Polkadot (DOT) bumped above the resistance line on January 23-24, but the bulls were unable to sustain the higher levels. This suggests that bears are selling on rallies.
While the rising 20-day EMA ($5.73) indicates an upside for buyers, the negative divergence on the RSI suggests that bullish momentum may be weakening.
If the price rebounds with force from the 20-day EMA, it could increase the chances of a break above the resistance line. The DOT/USDT pair could then rise to USD 7.42 and later to USD 8.05.

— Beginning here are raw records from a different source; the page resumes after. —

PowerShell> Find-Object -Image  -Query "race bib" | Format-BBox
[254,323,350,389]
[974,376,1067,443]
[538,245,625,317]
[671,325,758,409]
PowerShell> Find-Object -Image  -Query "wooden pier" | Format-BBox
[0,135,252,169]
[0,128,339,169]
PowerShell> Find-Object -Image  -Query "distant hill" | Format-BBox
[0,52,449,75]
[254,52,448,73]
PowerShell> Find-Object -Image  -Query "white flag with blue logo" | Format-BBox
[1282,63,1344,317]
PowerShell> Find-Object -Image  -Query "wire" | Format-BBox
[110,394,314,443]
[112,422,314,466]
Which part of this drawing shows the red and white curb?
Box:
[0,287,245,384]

The bears will gain the upper hand if they sink the price below the 20-day EMA. That could start a deeper correction to $5.50 and below that to the 50-day SMA ($5.08).
Avalanche (AVAX) was rejected from the resistance line on Jan. 24, indicating that bears are aggressively defending this level.
The key support to look down on is the 20-day EMA ($15.79) as bulls are expected to buy the dips to this level. If the price rebounds from the 20-day EMA, the buyers will again attempt to clear the overhead hurdle. If they succeed, the AVAX/USDT pair could rise to $22 and then $24.
This positive outlook may become invalid in the near term if the price drops and falls below the 20-day EMA. The pair could then drop to the 50-day SMA ($13.48).
The views, thoughts and opinions expressed here are those of the authors only and do not necessarily reflect or represent the views and opinions of TSTIME.
This article does not contain any investment advice or recommendations. Every investment and trading move involves risk and readers should do their own research when making a decision.